Glasgow has the highest concentration of streets named after Robert Burns with 72 featuring his name, according to Royal Mail analysis released on the eve of Burns Night.
The town of Ayr, near his birthplace of Alloway, has the second highest number with 25, followed by London on 19.
The Ayrshire village of Mauchline, where he lived for a time, and Greenock in Inverclyde are joint fourth with 16.
Royal Mail said the poet has inspired 720 street names in total around the UK, with some addresses influenced by his work, people he knew and the food and drink associated with Burns Night.
They include Red Rose Lane in Pentre, Wales, Tam O’Shanter Drive in Stirling, Haggis Gap near Cambridge and Neepsend Lane in Sheffield.
Steve Rooney, head of Royal Mail’s Address Management Unit, said: “Royal Mail delivers mail to over 30 million addresses, six days a week.
“This puts us in a unique position of having access to all the brilliant street names across the UK.
“Robert Burns and his poems have clearly inspired a raft of street names across Scotland and the rest of the UK, demonstrating the important role he plays in the UK’s history.”
People around the globe are preparing to celebrate Burns Night on January 25 to celebrate the anniversary of the poet’s birth on that date in 1759.

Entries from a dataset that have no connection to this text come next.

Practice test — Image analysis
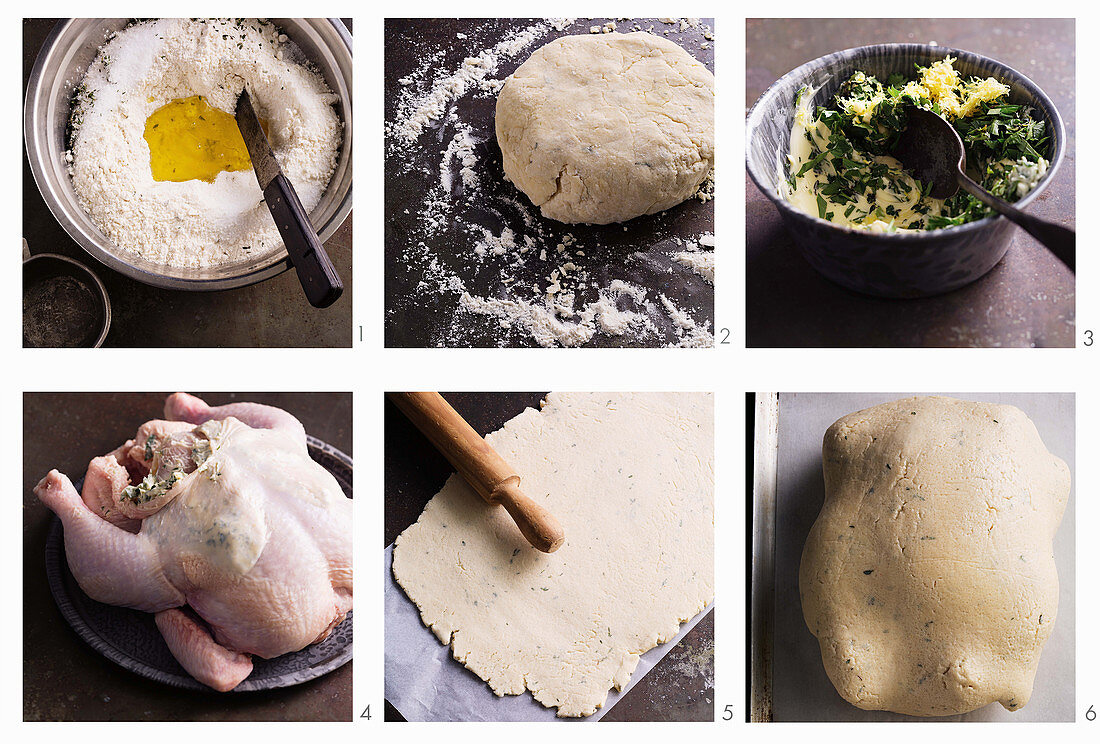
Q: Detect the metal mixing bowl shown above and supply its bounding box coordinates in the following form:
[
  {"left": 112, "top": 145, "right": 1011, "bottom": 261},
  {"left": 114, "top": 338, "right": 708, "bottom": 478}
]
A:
[{"left": 25, "top": 18, "right": 353, "bottom": 291}]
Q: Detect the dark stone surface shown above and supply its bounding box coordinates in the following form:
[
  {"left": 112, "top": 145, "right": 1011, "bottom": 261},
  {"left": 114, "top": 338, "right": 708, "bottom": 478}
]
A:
[
  {"left": 22, "top": 19, "right": 354, "bottom": 348},
  {"left": 384, "top": 19, "right": 715, "bottom": 348},
  {"left": 23, "top": 392, "right": 353, "bottom": 721},
  {"left": 745, "top": 18, "right": 1075, "bottom": 347},
  {"left": 383, "top": 393, "right": 714, "bottom": 721}
]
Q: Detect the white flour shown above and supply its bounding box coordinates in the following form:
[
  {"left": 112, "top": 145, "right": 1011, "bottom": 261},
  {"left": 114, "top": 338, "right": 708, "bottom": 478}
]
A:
[
  {"left": 388, "top": 18, "right": 574, "bottom": 143},
  {"left": 457, "top": 278, "right": 659, "bottom": 348},
  {"left": 69, "top": 19, "right": 343, "bottom": 268},
  {"left": 673, "top": 232, "right": 716, "bottom": 282},
  {"left": 387, "top": 18, "right": 715, "bottom": 348}
]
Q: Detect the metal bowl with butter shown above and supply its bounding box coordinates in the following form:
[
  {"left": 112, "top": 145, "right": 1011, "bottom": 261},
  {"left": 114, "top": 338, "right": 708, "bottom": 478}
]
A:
[
  {"left": 746, "top": 43, "right": 1066, "bottom": 298},
  {"left": 24, "top": 18, "right": 353, "bottom": 291}
]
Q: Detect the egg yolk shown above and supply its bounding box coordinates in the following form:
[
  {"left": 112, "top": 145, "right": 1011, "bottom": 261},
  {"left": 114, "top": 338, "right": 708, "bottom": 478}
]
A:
[{"left": 144, "top": 95, "right": 253, "bottom": 183}]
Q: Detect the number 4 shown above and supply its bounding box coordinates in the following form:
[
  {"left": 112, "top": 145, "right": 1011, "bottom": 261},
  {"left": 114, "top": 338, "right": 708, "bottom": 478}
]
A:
[{"left": 360, "top": 705, "right": 371, "bottom": 720}]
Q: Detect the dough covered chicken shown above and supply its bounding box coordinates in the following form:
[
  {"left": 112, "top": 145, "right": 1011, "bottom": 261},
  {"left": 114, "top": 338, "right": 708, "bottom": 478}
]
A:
[
  {"left": 496, "top": 32, "right": 714, "bottom": 224},
  {"left": 800, "top": 396, "right": 1069, "bottom": 716},
  {"left": 34, "top": 393, "right": 352, "bottom": 691}
]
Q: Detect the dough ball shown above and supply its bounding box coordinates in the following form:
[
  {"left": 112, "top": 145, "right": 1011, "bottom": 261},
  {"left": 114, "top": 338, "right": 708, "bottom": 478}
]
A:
[
  {"left": 800, "top": 396, "right": 1069, "bottom": 716},
  {"left": 495, "top": 32, "right": 714, "bottom": 224}
]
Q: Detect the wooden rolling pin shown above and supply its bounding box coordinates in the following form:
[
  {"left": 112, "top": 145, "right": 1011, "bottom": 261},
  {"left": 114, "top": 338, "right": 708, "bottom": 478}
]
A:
[{"left": 389, "top": 392, "right": 565, "bottom": 553}]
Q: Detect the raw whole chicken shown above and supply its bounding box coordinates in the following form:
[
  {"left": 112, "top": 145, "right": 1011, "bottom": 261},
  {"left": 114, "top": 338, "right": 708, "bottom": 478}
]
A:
[{"left": 34, "top": 393, "right": 352, "bottom": 691}]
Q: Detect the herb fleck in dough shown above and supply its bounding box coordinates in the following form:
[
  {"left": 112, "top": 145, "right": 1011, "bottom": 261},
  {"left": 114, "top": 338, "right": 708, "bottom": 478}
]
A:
[
  {"left": 495, "top": 33, "right": 714, "bottom": 224},
  {"left": 800, "top": 396, "right": 1069, "bottom": 716},
  {"left": 392, "top": 392, "right": 714, "bottom": 717}
]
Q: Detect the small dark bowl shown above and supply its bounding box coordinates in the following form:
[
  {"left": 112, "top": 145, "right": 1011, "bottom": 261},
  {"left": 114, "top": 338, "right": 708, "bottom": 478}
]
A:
[
  {"left": 23, "top": 252, "right": 111, "bottom": 347},
  {"left": 746, "top": 44, "right": 1066, "bottom": 298}
]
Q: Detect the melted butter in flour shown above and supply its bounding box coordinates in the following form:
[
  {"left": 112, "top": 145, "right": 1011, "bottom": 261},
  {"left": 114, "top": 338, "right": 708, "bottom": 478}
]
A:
[{"left": 144, "top": 96, "right": 255, "bottom": 183}]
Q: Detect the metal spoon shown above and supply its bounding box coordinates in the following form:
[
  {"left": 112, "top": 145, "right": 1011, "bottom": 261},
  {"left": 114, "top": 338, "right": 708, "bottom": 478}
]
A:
[{"left": 892, "top": 105, "right": 1074, "bottom": 272}]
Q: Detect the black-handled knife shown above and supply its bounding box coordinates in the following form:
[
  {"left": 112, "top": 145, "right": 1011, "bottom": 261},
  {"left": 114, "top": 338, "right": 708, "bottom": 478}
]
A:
[{"left": 235, "top": 89, "right": 343, "bottom": 308}]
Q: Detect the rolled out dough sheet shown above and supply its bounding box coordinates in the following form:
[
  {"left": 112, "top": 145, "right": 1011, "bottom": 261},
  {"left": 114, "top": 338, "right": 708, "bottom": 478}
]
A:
[
  {"left": 384, "top": 547, "right": 714, "bottom": 721},
  {"left": 391, "top": 392, "right": 714, "bottom": 718}
]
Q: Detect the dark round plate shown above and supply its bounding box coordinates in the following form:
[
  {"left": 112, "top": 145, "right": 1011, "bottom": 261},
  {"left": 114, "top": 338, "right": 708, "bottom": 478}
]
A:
[{"left": 44, "top": 435, "right": 353, "bottom": 692}]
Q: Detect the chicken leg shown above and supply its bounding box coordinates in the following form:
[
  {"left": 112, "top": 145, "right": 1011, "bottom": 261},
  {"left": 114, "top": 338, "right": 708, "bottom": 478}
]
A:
[
  {"left": 34, "top": 470, "right": 183, "bottom": 612},
  {"left": 155, "top": 607, "right": 253, "bottom": 692}
]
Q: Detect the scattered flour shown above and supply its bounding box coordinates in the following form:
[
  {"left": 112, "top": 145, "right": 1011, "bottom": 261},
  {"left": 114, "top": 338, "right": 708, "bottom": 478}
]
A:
[
  {"left": 457, "top": 279, "right": 657, "bottom": 348},
  {"left": 441, "top": 123, "right": 480, "bottom": 191},
  {"left": 673, "top": 232, "right": 716, "bottom": 282},
  {"left": 674, "top": 252, "right": 715, "bottom": 283},
  {"left": 387, "top": 19, "right": 714, "bottom": 348},
  {"left": 68, "top": 18, "right": 343, "bottom": 268},
  {"left": 660, "top": 294, "right": 713, "bottom": 348},
  {"left": 388, "top": 19, "right": 574, "bottom": 143}
]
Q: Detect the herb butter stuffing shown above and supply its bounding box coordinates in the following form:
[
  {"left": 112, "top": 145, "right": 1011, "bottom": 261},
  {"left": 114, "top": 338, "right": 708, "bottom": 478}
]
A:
[
  {"left": 785, "top": 57, "right": 1050, "bottom": 232},
  {"left": 122, "top": 469, "right": 184, "bottom": 504},
  {"left": 123, "top": 424, "right": 219, "bottom": 504}
]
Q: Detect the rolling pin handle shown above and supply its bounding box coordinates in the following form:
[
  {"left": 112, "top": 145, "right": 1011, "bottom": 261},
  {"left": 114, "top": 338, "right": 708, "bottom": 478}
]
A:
[
  {"left": 388, "top": 392, "right": 567, "bottom": 553},
  {"left": 492, "top": 478, "right": 566, "bottom": 554}
]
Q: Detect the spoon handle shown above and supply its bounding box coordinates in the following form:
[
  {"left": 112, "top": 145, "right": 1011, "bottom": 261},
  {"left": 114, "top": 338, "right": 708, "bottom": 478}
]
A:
[{"left": 958, "top": 174, "right": 1075, "bottom": 272}]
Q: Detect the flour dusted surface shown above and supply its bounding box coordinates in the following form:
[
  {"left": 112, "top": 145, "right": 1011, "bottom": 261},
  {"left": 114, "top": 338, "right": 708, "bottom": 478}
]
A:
[
  {"left": 385, "top": 19, "right": 715, "bottom": 347},
  {"left": 392, "top": 392, "right": 714, "bottom": 717},
  {"left": 69, "top": 19, "right": 342, "bottom": 268}
]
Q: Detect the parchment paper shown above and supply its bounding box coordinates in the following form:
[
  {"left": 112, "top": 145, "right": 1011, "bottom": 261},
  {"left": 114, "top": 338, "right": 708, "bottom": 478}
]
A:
[
  {"left": 771, "top": 393, "right": 1075, "bottom": 722},
  {"left": 384, "top": 545, "right": 714, "bottom": 721}
]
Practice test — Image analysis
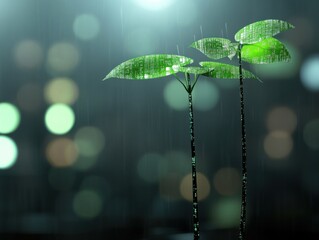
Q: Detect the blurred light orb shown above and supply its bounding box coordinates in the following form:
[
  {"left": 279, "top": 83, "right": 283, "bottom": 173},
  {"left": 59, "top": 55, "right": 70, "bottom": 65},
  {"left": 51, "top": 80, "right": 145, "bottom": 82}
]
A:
[
  {"left": 163, "top": 80, "right": 188, "bottom": 111},
  {"left": 14, "top": 40, "right": 43, "bottom": 69},
  {"left": 74, "top": 126, "right": 105, "bottom": 157},
  {"left": 0, "top": 102, "right": 21, "bottom": 134},
  {"left": 137, "top": 153, "right": 163, "bottom": 183},
  {"left": 160, "top": 151, "right": 189, "bottom": 177},
  {"left": 303, "top": 119, "right": 319, "bottom": 150},
  {"left": 212, "top": 198, "right": 241, "bottom": 228},
  {"left": 180, "top": 172, "right": 210, "bottom": 202},
  {"left": 134, "top": 0, "right": 174, "bottom": 11},
  {"left": 46, "top": 138, "right": 78, "bottom": 167},
  {"left": 193, "top": 80, "right": 219, "bottom": 111},
  {"left": 45, "top": 104, "right": 75, "bottom": 135},
  {"left": 264, "top": 131, "right": 293, "bottom": 159},
  {"left": 300, "top": 55, "right": 319, "bottom": 91},
  {"left": 213, "top": 168, "right": 241, "bottom": 196},
  {"left": 0, "top": 136, "right": 18, "bottom": 169},
  {"left": 73, "top": 14, "right": 100, "bottom": 41},
  {"left": 266, "top": 106, "right": 297, "bottom": 134},
  {"left": 44, "top": 77, "right": 79, "bottom": 105},
  {"left": 17, "top": 83, "right": 43, "bottom": 112},
  {"left": 46, "top": 42, "right": 80, "bottom": 74},
  {"left": 73, "top": 190, "right": 103, "bottom": 219}
]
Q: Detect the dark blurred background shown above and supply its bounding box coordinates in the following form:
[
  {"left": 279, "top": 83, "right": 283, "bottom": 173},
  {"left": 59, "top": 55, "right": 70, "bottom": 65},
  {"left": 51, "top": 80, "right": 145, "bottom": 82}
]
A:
[{"left": 0, "top": 0, "right": 318, "bottom": 239}]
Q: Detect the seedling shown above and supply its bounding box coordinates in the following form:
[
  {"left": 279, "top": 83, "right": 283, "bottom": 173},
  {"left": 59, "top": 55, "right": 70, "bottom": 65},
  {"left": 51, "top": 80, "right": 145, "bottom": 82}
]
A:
[
  {"left": 103, "top": 54, "right": 255, "bottom": 239},
  {"left": 191, "top": 19, "right": 295, "bottom": 240}
]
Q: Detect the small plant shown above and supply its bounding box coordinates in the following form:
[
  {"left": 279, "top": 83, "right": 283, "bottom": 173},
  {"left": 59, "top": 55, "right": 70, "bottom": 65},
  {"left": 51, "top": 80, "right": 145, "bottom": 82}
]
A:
[
  {"left": 103, "top": 55, "right": 255, "bottom": 239},
  {"left": 191, "top": 19, "right": 295, "bottom": 240}
]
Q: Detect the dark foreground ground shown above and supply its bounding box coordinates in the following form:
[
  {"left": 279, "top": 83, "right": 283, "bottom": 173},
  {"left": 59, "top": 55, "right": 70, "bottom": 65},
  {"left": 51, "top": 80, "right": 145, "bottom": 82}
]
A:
[{"left": 0, "top": 227, "right": 317, "bottom": 240}]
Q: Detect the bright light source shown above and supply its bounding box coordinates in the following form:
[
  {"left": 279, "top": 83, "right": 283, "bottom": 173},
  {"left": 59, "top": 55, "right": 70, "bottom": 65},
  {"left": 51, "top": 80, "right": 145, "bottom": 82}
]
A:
[
  {"left": 300, "top": 55, "right": 319, "bottom": 91},
  {"left": 0, "top": 102, "right": 21, "bottom": 134},
  {"left": 44, "top": 104, "right": 75, "bottom": 135},
  {"left": 134, "top": 0, "right": 174, "bottom": 11},
  {"left": 0, "top": 136, "right": 18, "bottom": 169}
]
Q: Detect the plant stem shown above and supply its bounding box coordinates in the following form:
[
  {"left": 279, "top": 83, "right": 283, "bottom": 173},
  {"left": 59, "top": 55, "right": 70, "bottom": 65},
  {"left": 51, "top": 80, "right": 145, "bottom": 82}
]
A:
[
  {"left": 238, "top": 44, "right": 247, "bottom": 240},
  {"left": 186, "top": 73, "right": 200, "bottom": 240}
]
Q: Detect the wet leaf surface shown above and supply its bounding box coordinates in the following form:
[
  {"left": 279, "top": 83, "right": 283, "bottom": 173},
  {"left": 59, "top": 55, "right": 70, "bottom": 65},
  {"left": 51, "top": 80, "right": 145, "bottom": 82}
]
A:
[
  {"left": 190, "top": 38, "right": 238, "bottom": 60},
  {"left": 235, "top": 19, "right": 295, "bottom": 44},
  {"left": 241, "top": 37, "right": 291, "bottom": 64},
  {"left": 104, "top": 54, "right": 193, "bottom": 80},
  {"left": 200, "top": 62, "right": 259, "bottom": 79}
]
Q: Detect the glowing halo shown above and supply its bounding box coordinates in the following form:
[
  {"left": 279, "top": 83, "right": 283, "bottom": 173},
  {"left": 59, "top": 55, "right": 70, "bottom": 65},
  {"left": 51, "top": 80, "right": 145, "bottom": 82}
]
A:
[{"left": 134, "top": 0, "right": 174, "bottom": 11}]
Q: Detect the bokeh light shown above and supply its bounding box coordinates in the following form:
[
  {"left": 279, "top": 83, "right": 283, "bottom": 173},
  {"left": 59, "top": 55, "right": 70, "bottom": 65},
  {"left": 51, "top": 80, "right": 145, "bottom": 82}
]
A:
[
  {"left": 300, "top": 55, "right": 319, "bottom": 91},
  {"left": 44, "top": 104, "right": 75, "bottom": 135},
  {"left": 163, "top": 80, "right": 188, "bottom": 111},
  {"left": 160, "top": 151, "right": 189, "bottom": 177},
  {"left": 46, "top": 42, "right": 80, "bottom": 74},
  {"left": 13, "top": 40, "right": 43, "bottom": 69},
  {"left": 180, "top": 172, "right": 211, "bottom": 202},
  {"left": 17, "top": 83, "right": 43, "bottom": 112},
  {"left": 46, "top": 137, "right": 78, "bottom": 167},
  {"left": 213, "top": 168, "right": 241, "bottom": 196},
  {"left": 44, "top": 77, "right": 79, "bottom": 105},
  {"left": 48, "top": 168, "right": 76, "bottom": 191},
  {"left": 303, "top": 119, "right": 319, "bottom": 150},
  {"left": 253, "top": 43, "right": 300, "bottom": 79},
  {"left": 137, "top": 153, "right": 163, "bottom": 183},
  {"left": 73, "top": 190, "right": 103, "bottom": 219},
  {"left": 193, "top": 80, "right": 220, "bottom": 111},
  {"left": 134, "top": 0, "right": 175, "bottom": 11},
  {"left": 212, "top": 198, "right": 241, "bottom": 228},
  {"left": 266, "top": 106, "right": 297, "bottom": 133},
  {"left": 0, "top": 136, "right": 18, "bottom": 169},
  {"left": 124, "top": 28, "right": 159, "bottom": 55},
  {"left": 74, "top": 126, "right": 105, "bottom": 157},
  {"left": 0, "top": 102, "right": 21, "bottom": 134},
  {"left": 73, "top": 14, "right": 100, "bottom": 41},
  {"left": 264, "top": 131, "right": 293, "bottom": 159}
]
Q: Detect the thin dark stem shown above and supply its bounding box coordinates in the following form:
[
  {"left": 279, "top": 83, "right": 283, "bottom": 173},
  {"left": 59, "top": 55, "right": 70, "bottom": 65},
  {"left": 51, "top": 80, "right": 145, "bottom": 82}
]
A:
[
  {"left": 186, "top": 73, "right": 200, "bottom": 240},
  {"left": 238, "top": 44, "right": 248, "bottom": 240},
  {"left": 173, "top": 73, "right": 188, "bottom": 92}
]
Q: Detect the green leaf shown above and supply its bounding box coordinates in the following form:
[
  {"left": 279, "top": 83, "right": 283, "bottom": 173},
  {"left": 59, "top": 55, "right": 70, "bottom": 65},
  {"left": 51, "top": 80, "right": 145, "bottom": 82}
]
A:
[
  {"left": 235, "top": 19, "right": 295, "bottom": 44},
  {"left": 178, "top": 66, "right": 211, "bottom": 75},
  {"left": 241, "top": 37, "right": 291, "bottom": 64},
  {"left": 190, "top": 38, "right": 238, "bottom": 60},
  {"left": 103, "top": 54, "right": 193, "bottom": 80},
  {"left": 199, "top": 62, "right": 258, "bottom": 80}
]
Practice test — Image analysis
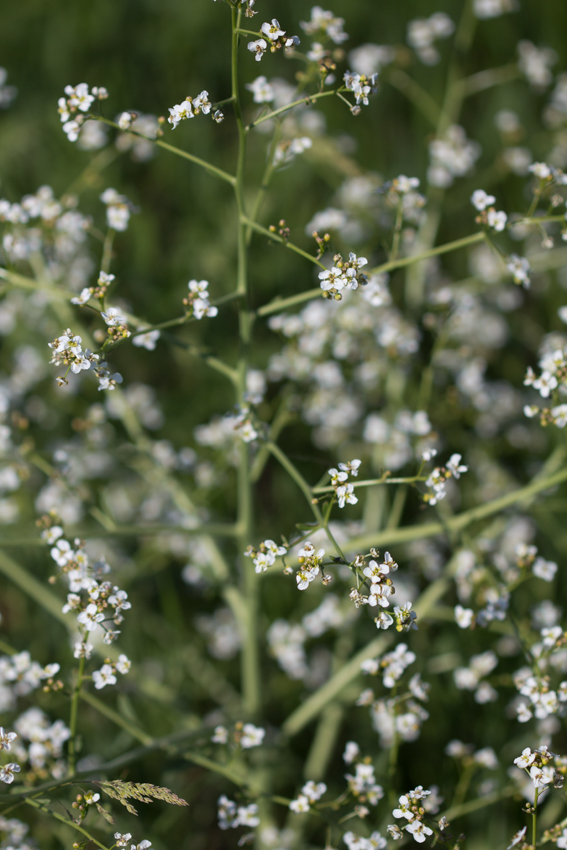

The research also found streets inspired by women in the poet’s life including Jean Armour Avenue in Edinburgh, Jean Armour Drive in nearby Dalkeith, Midlothian – which is next to Robert Burns Mews – and a Clarinda Crescent in Mauchline.
Royal Mail’s Address Management Unit analysed more than 30 million addresses to establish the extent of the poet’s impact on street names around the country.